If you’re experiencing difficulty swallowing, mealtime or even taking a drink of water can be an unpleasant experience. You may even be avoiding your medications because they’re difficult to swallow.
“Problems with swallowing should not be underestimated,” said Courtney Brimm, MS, CCC-SLP, Speech-Language Pathologist, Yavapai Regional Medical Center (YRMC). “It’s important to understand the underlying cause of your swallowing issue so it can be treated.”
There are two types of swallowing disorders that affect an estimated 20 percent of older adults. They are:
- Dysphagia – This is a serious condition that’s a common consequence of many medical conditions, including stroke and chronic diseases that affect the nervous system. It also may be brought on by head or neck surgery. Untreated, dysphagia may lead to malnutrition, dehydration or aspiration pneumonia.
- Presbyphagia – This is caused by natural changes to the anatomy and physiology, which happens as people age.

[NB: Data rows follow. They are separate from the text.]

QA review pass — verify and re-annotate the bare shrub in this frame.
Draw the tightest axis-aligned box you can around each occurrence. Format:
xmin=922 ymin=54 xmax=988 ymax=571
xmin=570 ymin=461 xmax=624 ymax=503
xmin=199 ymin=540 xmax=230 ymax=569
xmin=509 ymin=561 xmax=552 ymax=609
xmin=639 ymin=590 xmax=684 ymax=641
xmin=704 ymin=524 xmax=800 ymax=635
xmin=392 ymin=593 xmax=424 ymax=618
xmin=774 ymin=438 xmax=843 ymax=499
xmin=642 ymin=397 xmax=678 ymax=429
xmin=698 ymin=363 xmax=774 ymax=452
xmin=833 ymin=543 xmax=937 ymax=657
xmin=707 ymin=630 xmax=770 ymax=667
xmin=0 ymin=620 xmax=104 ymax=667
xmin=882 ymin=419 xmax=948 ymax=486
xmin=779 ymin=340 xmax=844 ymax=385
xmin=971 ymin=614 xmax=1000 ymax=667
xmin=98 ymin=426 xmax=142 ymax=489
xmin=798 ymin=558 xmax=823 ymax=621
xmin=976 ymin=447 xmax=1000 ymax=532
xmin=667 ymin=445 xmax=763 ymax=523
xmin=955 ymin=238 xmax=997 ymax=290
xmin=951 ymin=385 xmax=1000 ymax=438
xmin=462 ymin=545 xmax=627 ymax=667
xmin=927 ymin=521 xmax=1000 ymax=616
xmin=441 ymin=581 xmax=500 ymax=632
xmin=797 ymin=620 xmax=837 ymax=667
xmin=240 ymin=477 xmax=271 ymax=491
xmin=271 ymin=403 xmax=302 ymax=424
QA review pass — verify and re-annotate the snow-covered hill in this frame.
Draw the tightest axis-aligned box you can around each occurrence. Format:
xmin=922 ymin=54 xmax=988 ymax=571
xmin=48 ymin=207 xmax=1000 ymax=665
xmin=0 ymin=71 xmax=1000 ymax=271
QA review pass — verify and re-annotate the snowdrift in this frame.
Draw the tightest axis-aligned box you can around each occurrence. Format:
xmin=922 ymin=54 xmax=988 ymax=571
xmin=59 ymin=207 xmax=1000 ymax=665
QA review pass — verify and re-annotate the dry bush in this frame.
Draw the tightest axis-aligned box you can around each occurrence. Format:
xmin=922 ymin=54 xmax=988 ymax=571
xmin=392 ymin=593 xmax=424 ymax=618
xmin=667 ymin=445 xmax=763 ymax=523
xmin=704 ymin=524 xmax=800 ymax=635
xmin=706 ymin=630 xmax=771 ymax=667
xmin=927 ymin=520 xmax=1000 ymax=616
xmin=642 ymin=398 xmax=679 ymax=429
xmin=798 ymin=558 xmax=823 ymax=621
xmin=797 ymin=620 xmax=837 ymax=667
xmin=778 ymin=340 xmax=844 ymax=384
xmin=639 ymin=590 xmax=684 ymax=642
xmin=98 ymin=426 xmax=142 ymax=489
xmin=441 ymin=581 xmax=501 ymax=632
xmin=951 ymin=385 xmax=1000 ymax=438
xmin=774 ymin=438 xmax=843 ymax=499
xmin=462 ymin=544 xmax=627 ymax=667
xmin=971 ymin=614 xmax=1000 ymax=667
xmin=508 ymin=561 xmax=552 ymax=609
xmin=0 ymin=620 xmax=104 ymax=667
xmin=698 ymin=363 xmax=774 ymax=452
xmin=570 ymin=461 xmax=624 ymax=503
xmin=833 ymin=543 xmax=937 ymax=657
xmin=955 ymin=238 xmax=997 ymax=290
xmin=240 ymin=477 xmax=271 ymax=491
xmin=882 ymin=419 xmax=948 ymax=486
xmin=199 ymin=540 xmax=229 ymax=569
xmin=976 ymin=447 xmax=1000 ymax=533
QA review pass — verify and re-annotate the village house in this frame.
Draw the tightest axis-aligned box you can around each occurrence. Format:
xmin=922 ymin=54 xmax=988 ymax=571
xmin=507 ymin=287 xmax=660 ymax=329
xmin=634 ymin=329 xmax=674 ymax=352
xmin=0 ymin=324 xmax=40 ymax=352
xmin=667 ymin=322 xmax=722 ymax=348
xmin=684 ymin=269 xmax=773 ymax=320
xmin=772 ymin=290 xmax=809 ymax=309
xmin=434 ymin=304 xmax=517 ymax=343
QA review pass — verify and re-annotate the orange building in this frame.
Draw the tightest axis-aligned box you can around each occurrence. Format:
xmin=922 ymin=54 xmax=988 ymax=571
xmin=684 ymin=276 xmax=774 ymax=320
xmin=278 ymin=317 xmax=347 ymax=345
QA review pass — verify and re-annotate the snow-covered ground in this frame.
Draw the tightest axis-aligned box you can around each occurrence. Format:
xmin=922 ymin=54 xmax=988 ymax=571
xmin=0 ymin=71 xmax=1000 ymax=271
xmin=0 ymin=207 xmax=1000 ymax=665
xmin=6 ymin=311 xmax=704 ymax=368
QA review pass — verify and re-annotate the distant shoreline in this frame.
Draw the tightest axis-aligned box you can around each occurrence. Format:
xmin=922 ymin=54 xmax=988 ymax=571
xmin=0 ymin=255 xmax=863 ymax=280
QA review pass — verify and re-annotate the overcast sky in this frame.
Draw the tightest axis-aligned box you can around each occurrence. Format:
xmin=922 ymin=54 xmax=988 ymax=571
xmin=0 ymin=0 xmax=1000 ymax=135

“Presbyphagia can contribute to loss of functional reserve, which is the body’s ability to continue functioning when we’re ill or stressed in some way,” said Brimm, a member of YRMC’s Physical Rehabilitation Services team. “Presbyphagia can also negatively impact your quality of life and independence.”
What are the signs you may have a swallowing disorder? Discomfort while eating and drinking is a red flag. This can lead to unintentional weight loss as some people will avoid eating because they’re so uncomfortable.
“Many people may feel as though they are unable to make the swallow happen,” explained Brimm. “They have a sense of food, liquid, or pills sticking in their throat.”
During Swallowing Issues and Aging: What You Should Consider, Brimm highlights:
- How swallowing changes with age.
- Warning signs that you may have a swallowing disorder.
- Swallowing safety.
- What to do if you suspect you have a swallowing disorder.